28 Temmuz 2010 Çarşamba

Kötü Ahlak

Yıl 1999, büyük depremden bir kaç ay sonra. Arkadaşlarla sitede oturuyoruz. Büyük ihtimalle saatler süren yorucu bir mahalle maçının ardından. Muhabbet nasıl açıldı hatırlamıyorum ama birisi;
- şimdi deprem olsun, böyle geçenki gibi çok büyük değil ama yine biz evlerden çıkalım bahçede kalalım falan, dedi.
+ Ama kimse ölmesin, harbi baya zevkli olur.
ve bundan sonra evet abi, evet sesleri. Bu 'evet'lerin arasında benim sesim de vardı.

Bu basit diyalog, derin düşünemeyen çocuk aklını net bir şekilde ortaya koyuyor. Sadece kendini düşünen, her olaydan kendine bir eğlence çıkarmaya çalışan bir anlayışın göstergesi.

Aradan 10 yıl geçmiş, yani 10 yaş yaşlanmışım. Türkiye'den Filistin'e bir gemi gidiyor. İsrail buna müdahele ediyor ve insanlarımız ölüyor. Bundan sonra iki devlet arasında büyük bir gerilim, savaş çıkcak mı çıkmayacak mı tartışmaları. İşte bu sırada içimden geçenler,
-savaş çıksın ya eğlenceli olur ama kimse ölmesin.

İçimden geçen düşüncemsi saçmalık buydu. 10 yıl önceki gerçek isteğe şimdi saçmalık diyorum.
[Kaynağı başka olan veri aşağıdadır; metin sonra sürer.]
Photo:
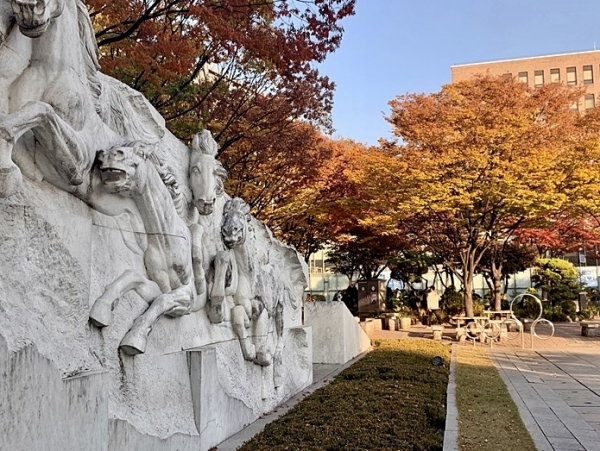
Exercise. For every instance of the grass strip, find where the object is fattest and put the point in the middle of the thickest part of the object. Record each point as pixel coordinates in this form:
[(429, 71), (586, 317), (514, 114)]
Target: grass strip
[(392, 399), (488, 418)]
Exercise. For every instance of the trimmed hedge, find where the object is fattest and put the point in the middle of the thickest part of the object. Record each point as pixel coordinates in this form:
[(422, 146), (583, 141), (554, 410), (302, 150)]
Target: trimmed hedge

Savaş isteğimin gerçek isteğim olduğunu kabul etmiyorum. Ama ya gerçek isteğimse... Aynı düşünceye sahip bir çocuk ve yetişkin var diye düşünelim. Burada çocuk da yetişkin de ben oluyorum. Çocuk olanın düşüncesine "çocukluk işte" diyip geçebiliyorum ama 10 yıl sonra bu "kötü" düşünceyi saçmalık olarak gördüğümü belirtelerek, asıl düşündüğümü gizleyecek kadar çekiniyorum. Tüm bunlar asıl sorulara götürüyor beni aslında. Her çocuk iyi ahlaklı mıdır ya da biz her çocuğu iyi ahlaklı olarak mı görürüz? Toplumsal ahlak kuralları insanı değiştirebilir mi?

1 yorum:

şegül dedi ki...

O toplum var ya, çocuğu içinde eritir ama ahlak sahibi yapmak zorunda değildir.